La previsione di un'automatica restrizione della libertà personale
dell'estradando, che prescinda cioè dalla possibilità per il giudice di procedere a valutazioni individualizzate, verrebbe infatti a contrastare sia con l'art. 13, primo comma, Cost., quale referente fondamentale del regime ordinario delle misure cautelari limitative della libertà personale, ispirato ai principi di proporzionalità, adeguatezza e del "minimo sacrificio necessario", sia con l'art. 3 Cost., prevedendo per l'estradando una ingiustificata differenziazione di trattamento, sia infine anche con l'art. 101 Cost., nella misura in cui il giudice verrebbe ad assumere il ruolo di mero esecutore della richiesta del Ministro.

 

Se l'estradando si trova all'esito del giudizio davanti alla Corte di appello in stato di libertà (che induce a ritenere che fino a quel momento non erano sussistenti le esigenze cautelari in vista della conclusione del procedimento estradizionale), la calutaozine sul pericolo di fuga non può essere rimessa al solo Ministro della giustizia.

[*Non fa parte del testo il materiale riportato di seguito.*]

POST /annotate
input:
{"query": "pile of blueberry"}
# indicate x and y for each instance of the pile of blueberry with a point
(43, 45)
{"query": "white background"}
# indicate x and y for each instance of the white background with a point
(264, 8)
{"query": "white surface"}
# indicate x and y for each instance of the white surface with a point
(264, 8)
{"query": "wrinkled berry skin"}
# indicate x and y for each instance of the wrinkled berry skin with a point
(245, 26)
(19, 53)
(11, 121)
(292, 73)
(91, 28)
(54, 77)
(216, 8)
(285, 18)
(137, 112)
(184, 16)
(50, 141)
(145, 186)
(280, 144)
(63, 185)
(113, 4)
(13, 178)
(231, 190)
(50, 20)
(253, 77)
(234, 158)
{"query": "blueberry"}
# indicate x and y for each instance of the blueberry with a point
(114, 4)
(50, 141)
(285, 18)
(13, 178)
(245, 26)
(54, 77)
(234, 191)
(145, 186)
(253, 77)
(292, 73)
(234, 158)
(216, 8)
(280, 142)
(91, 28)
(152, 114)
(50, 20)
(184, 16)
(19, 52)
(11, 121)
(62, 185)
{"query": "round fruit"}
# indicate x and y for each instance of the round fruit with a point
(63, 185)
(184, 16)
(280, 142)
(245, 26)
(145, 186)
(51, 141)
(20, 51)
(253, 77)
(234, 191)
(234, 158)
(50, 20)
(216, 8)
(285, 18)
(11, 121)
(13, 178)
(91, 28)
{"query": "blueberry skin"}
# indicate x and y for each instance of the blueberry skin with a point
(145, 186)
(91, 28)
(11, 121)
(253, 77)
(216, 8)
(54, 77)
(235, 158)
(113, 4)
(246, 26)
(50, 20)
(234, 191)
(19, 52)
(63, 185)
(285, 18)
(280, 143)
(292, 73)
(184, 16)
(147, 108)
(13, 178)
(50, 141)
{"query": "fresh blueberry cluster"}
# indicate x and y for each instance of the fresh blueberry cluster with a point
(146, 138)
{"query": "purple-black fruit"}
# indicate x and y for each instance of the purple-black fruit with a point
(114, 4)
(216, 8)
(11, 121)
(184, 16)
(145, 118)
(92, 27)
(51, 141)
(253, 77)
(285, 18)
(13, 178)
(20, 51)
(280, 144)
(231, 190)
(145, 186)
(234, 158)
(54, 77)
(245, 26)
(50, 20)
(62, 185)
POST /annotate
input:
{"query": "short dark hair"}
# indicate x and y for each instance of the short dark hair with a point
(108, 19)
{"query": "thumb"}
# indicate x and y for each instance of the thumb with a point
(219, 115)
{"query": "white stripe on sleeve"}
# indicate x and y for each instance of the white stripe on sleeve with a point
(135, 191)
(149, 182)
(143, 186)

Ai fini dell'accertamento delle condizioni ostative  all'estradizione, incombe sull'estradando l'onere di allegare elementi oggettivi, precisi, attendibili e aggiornati in merito alle condizioni di detenzione vigenti nello Stato richiedente, idonei a fondare il timore che la sua estradizione preluda a un trattamento incompatibile con i diritti fondamentali della persona.

Corte di Cassazione

Sez. 6 penale

sentenza Num. 23252 Anno 2021

Presidente: BRICCHETTI RENATO GIUSEPPE Relatore: CALVANESE ERSILIA

Data Udienza: 04/06/2021 -

  SENTENZA


sul ricorso proposto da De FE, nato a ** il  **965 avverso la sentenza del 25/03/2021 della Corte di appello di Reggio Calabria visti gli atti, il provvedimento denunziato e il ricorso; udita la relazione svolta dal consigliere Ersilia Calvanese; lette le richieste del Pubblico Ministero, in persona del Sostituto Procuratore generale Simone Perelli, che ha concluso chiedendo che la sentenza impugnata sia annullata senza rinvio limitatamente alla misura cautelare, con il rigetto nel resto.

RITENUTO IN FATTO

Con la sentenza in epigrafe indicata, la Corte di appello di Reggio Calabria dichiarava sussistenti le condizioni per l'estradizione del cittadino italiano EDF, richiesta dallo Stato albanese, al fine del suo perseguimento penale per il reato di traffico di autoveicoli.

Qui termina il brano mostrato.